Originally posted by: The Bizzle
This is the response I just sent back to her:
Subject: Hey Lynne. Read your email response.
And that part where you say “we could not put the extraordinary time and resources into this project as we did with the Special Editions?”
The extraordinary time and resources bit is a crock. You guys rushed Lowry for the 2004 editions, and no one's even asking for THAT level of dedication here, really. We just want new transfers. It can be done, and we know it can, we know the film elements DO EXIST, and that this transfer CAN be finished. No one’s talking pristine cleanup, dirt removal. Just a new master, not the old 93 laserdisc master. Which, by the way, made your publicity dept look a little foolish, since Jim Ward said Lucasfilm looked deep in the vaults for elements. How deep you gotta go to dig up the LD master?

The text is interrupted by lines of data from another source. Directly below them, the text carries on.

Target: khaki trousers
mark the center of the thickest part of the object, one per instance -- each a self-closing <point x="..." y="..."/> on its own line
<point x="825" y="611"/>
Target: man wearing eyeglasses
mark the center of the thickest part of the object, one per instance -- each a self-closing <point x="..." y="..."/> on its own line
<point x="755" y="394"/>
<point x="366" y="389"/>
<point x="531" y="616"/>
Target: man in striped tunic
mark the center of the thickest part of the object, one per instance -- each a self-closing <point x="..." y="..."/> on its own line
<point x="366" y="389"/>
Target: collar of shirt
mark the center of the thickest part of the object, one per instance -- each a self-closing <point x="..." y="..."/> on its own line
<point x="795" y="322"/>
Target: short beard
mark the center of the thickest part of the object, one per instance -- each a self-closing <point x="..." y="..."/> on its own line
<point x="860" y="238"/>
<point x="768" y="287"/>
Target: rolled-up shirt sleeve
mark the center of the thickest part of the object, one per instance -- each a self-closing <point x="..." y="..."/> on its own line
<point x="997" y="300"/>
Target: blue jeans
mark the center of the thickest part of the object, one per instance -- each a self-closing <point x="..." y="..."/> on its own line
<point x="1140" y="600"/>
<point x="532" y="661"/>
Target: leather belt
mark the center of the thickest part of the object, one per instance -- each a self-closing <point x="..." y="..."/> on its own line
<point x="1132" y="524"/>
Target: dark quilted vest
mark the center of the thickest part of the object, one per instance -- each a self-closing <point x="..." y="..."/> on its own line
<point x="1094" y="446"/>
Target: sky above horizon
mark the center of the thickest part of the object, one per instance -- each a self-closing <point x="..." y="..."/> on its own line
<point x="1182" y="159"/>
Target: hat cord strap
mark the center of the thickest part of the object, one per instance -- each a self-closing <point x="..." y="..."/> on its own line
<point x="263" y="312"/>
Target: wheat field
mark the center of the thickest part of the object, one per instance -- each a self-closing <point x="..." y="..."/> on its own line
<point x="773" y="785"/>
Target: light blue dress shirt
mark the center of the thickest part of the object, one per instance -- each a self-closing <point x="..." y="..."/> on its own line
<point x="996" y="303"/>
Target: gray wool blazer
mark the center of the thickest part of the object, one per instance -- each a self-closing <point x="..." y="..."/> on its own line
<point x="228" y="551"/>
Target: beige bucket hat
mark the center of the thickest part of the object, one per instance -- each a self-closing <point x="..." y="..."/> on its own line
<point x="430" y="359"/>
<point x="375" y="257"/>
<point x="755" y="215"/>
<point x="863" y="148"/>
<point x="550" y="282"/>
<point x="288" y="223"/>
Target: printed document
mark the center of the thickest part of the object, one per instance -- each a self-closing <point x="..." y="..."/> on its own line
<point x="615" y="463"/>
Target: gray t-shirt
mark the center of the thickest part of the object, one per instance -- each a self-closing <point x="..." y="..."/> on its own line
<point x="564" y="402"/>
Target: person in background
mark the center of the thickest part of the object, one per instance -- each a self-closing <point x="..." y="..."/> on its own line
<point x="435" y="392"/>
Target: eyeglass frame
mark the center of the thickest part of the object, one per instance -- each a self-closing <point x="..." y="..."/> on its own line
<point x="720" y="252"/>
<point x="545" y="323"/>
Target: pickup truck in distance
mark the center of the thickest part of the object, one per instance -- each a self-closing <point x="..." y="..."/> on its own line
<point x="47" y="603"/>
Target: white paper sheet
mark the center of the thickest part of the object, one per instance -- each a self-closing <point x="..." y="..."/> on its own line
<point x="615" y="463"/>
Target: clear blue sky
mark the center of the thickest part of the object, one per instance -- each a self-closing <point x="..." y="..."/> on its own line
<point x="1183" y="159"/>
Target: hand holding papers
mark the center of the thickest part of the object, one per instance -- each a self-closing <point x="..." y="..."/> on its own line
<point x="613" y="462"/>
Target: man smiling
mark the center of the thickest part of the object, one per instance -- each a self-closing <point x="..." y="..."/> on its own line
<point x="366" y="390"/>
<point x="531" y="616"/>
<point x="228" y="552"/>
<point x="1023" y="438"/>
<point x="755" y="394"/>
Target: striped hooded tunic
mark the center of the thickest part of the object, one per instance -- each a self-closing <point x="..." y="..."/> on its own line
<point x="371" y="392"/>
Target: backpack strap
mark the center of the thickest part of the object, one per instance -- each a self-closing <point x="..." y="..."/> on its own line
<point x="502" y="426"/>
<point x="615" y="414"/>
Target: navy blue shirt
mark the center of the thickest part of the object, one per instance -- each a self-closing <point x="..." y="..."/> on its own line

If you simply JUST DON'T WANT TO DO THIS then say so, but don't hide behind some set of false mitigating circumstances designed to shift blame from this shoddy business decision. It costs money to make money, you've got 12 billion in merchandise sales over the past 30 years, you can cough up the relatively low price for someone along the lines of Robert Harris to go in and, using the film elements that ARE more than likely available, give the Star Wars movies some semblance of justice.
Dont' say you can't. Because that rings utterly, hollowly false.
If you're going to spend all that marketing money making these original versions the crown jewel of your campaign to get these discs out the door, you can spend a little bit more to polish that jewel instead of trying to shove a Crackerjack ring in a black velvet jewelry box and telling me how much fun I'm having for getting it. Because the focus of your marketing isn't "You can buy them separately for the first time ever." it's "BUY THE ORIGINALS FINALLY." So something seems a little incongruous that you're willing to spend on the advertising but not the picture itself.
It's well within your means and well within street date. License it out if you have to. If you can license out the right to make Jar Jar lollipops where 7 year olds suck on his tongue, you can license out the originals to a company like Criterion to do justice to the films where you won’t. You’ll still get the money and then some, without actually putting ANY of the cost in that way.
The options are sitting there, BEGGING for you to take one of them. And instead, you pick the worst possible option and then try to market it down our throats as a fun gift and the center of your campaign. That’s beyond dishonest.
Your company is better than this. Prove it. Please.
Yeah, time to send responses back to email@example.com. That is if we have any fight left. I see a lot of dejected "dammits' going around and fans seriously think it's not worth it. But man--if they're not going to even TRY, then they need to license this out to a company that will. they'll still profit, they'll still get their money. They won't have to put the effort in like they apparently can't be assed to do. Someone else can, and someone else will. You think Criterion is gonna turn this down? You got Robert Harris volunteering. They wanna do it--LET EM.
There's still time.
Well put! Unfortunately, I don't think that LFL will Let em.